A man sets up a Malaysian flag outside his shop in Kuala Lumpur.
Jimin Lai | AFP | Getty Images
Malaysia’s government will outline its spending plans for next year on Friday — and analysts said the country may spend more than it had earlier intended to prop up the economy amid a damaging U.S.–China trade war.
The Southeast Asian country had a change in government in last year’s general election — the first since its independence in 1957. The new government, led by Prime Minister Mahathir Mohamad, had set out to rein in a debt pile of over 1 trillion Malaysian ringgit ($238.5 billion) that it said was left behind by the previous administration.
But uncertainties surrounding the trade war between the U.S. and China has dimmed Malaysia’s economic growth outlook. Weaker growth typically lowers government revenue, while increasing the need for greater public spending to cushion an economic slowdown.
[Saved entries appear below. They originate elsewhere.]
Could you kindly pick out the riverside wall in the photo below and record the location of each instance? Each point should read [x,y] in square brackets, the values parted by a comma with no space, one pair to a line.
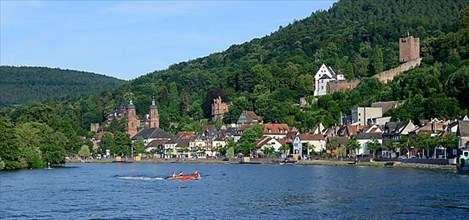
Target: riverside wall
[386,76]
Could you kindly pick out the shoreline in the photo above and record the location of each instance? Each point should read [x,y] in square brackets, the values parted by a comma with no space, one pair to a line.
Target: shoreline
[379,164]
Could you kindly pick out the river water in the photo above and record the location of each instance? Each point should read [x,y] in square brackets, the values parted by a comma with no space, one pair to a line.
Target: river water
[232,191]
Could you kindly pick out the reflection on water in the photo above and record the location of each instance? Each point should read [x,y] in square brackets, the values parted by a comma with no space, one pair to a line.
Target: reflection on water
[232,191]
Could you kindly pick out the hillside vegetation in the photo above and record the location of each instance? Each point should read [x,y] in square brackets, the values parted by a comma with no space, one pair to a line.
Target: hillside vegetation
[26,85]
[269,74]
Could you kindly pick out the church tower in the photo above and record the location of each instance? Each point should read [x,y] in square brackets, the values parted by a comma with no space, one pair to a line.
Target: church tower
[154,116]
[131,120]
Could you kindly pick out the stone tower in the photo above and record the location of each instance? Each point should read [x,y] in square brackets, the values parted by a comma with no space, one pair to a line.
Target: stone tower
[131,120]
[219,108]
[154,116]
[409,49]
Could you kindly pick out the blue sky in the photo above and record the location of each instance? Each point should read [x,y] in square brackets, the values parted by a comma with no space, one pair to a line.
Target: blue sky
[127,39]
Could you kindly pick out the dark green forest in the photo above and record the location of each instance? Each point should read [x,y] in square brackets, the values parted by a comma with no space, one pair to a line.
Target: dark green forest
[27,85]
[268,75]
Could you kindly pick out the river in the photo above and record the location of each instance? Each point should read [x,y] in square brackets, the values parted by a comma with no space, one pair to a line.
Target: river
[232,191]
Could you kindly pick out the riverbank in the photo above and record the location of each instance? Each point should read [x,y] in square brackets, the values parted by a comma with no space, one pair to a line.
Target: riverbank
[446,168]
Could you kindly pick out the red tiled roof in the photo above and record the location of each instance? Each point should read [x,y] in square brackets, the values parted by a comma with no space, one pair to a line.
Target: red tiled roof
[311,137]
[276,128]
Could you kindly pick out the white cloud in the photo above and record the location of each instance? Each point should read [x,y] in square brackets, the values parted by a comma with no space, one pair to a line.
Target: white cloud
[166,8]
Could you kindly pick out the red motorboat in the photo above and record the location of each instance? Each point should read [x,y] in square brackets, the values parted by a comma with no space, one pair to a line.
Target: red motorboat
[185,177]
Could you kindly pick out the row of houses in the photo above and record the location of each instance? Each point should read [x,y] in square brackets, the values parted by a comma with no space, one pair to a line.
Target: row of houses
[319,140]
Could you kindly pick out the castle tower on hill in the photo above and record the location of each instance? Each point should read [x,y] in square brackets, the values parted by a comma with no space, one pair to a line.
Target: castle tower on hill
[154,116]
[409,49]
[131,120]
[219,108]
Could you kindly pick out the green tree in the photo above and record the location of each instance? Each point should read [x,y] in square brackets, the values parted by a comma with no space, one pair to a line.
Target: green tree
[353,146]
[285,149]
[122,144]
[377,63]
[139,145]
[373,145]
[84,151]
[248,140]
[9,150]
So, the Malaysian government may find it challenging to reduce its fiscal deficit — the shortfall in income compared to spending — from around 3.4% of gross domestic product this year to its target of 3% in 2020, Reuters reported, citing Finance Minister Lim Guan Eng.
Economists agreed that Malaysia could set aside that target for now. Several analysts cited a fiscal deficit of 3.1% to 3.2% to GDP as the level that allows the government to spend to boost growth, without abandoning financial discipline in a way that would alarm credit ratings agencies.
“Sticking to a 3% target for 2020 makes little sense as the global and domestic growth outlook has worsened significantly,” analysts from Bank of America Merrill Lynch wrote in a Monday note.
“Despite its resilience so far, Malaysia’s external sector remains exposed to a global downturn,” they said. The analysts added that private consumption, which contributed to 90% of GDP growth over the last six quarters, also looks set to weaken in the coming months.
The Malaysian economy exceeded expectations by growing around 4.7% in the first half this year, but that’s likely to slow down to below 4.5% for the remainder of 2019 and 4% in 2020, according to BofAML.
Trade war beneficiary
One area the government should prioritize is making Malaysia more attractive to companies looking to diversify their supply chains as a result of the ongoing U.S.-China trade war, said economists.
The country has seen a jump in approved foreign direct investments as the trade war prompted manufacturers to reconfigure their supply chains, according to official data. But Malaysia’s current ability to attract more of those diversions may be limited, economists from Citi Research wrote in a report last month.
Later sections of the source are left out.